During dough making, the swelling products absorb the amount of water required for optimal gelatinization of starch during the baking process. Acidification has an influence on the swelling process: A lower pH value (optimal pH value¼ 5) reduces the solubility and swelling power of the swelling products (Seibel and Bru¨mmer, 1991).
Depending on the proportion of rye flour, the following degrees of acidity should be reached for optimal rye bread quality:
Rye bread (at least 90% rye) 8.0–10.0 Mixed rye bread (51–90% rye) 7.0–9.0 Mixed wheat bread (less than 50% rye) 5.0–8.0
The relationship between pH, acidity, and bacteria–acid yeast count is illustrated in Fig. 2. The biochemistry of rye dough fermentation has been thoroughly discussed by Rohrlich (1961) and Spicher and Stephan (1993).
Rye flours with ash contents of greater than 1% produce breads with deficient crumb elasticity, which can be counteracted by using strong dough acidification (Seibel and Bru¨mmer, 1991).

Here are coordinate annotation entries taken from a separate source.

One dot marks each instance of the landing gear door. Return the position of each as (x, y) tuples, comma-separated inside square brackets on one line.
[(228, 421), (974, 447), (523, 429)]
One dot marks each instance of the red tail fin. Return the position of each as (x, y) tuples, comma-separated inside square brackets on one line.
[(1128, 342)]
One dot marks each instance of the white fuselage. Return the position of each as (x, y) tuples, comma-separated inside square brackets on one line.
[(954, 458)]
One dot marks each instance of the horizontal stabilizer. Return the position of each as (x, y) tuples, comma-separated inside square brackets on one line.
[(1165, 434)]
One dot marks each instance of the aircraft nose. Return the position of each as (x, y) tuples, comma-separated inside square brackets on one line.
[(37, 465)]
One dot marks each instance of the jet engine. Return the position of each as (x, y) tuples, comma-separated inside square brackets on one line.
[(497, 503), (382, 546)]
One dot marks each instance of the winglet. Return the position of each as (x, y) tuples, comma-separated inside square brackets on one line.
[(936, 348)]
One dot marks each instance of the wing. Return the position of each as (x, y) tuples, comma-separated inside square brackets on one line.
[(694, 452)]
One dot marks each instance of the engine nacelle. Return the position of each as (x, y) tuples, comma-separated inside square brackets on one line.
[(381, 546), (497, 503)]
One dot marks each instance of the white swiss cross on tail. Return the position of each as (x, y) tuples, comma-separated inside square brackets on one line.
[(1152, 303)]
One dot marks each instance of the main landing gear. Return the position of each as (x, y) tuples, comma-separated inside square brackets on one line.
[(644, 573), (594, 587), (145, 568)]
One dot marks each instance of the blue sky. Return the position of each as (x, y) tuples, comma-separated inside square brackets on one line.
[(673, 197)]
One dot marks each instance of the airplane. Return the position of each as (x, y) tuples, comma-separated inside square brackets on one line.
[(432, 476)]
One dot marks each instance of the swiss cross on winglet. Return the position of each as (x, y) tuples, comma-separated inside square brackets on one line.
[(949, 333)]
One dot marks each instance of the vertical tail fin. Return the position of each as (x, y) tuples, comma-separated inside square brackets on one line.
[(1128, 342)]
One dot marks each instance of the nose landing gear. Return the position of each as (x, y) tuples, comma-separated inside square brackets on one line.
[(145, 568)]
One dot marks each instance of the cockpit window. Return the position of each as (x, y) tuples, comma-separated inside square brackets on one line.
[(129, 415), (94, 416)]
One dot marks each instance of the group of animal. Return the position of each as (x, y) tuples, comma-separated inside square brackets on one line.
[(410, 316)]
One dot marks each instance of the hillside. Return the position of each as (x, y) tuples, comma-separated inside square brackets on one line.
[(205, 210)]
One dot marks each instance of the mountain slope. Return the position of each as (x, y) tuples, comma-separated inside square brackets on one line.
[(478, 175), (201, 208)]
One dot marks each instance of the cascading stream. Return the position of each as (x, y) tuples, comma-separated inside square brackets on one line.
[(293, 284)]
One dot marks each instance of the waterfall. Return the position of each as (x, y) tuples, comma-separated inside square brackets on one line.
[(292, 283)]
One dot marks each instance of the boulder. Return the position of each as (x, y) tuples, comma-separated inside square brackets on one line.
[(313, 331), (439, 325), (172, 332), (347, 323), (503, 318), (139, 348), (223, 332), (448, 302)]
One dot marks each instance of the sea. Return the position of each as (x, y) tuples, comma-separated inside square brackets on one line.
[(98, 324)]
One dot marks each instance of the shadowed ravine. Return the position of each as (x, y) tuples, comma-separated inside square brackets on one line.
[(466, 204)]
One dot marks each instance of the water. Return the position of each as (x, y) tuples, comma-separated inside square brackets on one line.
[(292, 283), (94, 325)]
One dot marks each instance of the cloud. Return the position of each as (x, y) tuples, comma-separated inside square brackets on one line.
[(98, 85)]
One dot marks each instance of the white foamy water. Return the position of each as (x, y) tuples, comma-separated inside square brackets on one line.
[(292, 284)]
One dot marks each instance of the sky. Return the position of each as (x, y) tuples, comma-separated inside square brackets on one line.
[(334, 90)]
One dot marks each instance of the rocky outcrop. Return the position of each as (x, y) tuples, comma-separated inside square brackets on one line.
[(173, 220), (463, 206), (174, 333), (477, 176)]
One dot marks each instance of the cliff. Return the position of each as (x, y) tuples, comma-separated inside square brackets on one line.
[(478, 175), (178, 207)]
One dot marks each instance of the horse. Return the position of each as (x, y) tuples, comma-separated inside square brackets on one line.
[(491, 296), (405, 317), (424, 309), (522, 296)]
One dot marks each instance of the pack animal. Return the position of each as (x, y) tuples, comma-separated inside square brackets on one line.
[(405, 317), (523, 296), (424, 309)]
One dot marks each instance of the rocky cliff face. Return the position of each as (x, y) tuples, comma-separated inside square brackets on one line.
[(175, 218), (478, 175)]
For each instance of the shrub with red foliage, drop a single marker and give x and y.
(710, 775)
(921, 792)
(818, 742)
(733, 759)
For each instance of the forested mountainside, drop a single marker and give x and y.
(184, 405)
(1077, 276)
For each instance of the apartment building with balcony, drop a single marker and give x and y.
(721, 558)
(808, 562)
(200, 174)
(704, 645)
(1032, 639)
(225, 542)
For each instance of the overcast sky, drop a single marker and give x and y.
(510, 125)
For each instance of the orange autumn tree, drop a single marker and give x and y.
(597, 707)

In rye-mixed breads using a sound wheat flour, deficiencies in crumb elasticity are less frequently encountered. If, however, the rye-mixed bread is produced from high-extraction flours with ash contents of 1.0–1.75%, crumb damage may be quite pronounced. The problem can be overcome by using less water, stronger acidification, and a somewhat longer baking time at lower temperature (Seibel et al., 1983).
It is apparent from the foregoing discussion that there are many compositional, recipe, and processing variables that must be controlled in order to produce a dough with optimal physical properties for a specific type of rye bread.
Figure 2 Relationship between pH, acidity, and bacteria and yeast count in a rye dough. (Based on data in Spicher and Stephan, 1993.)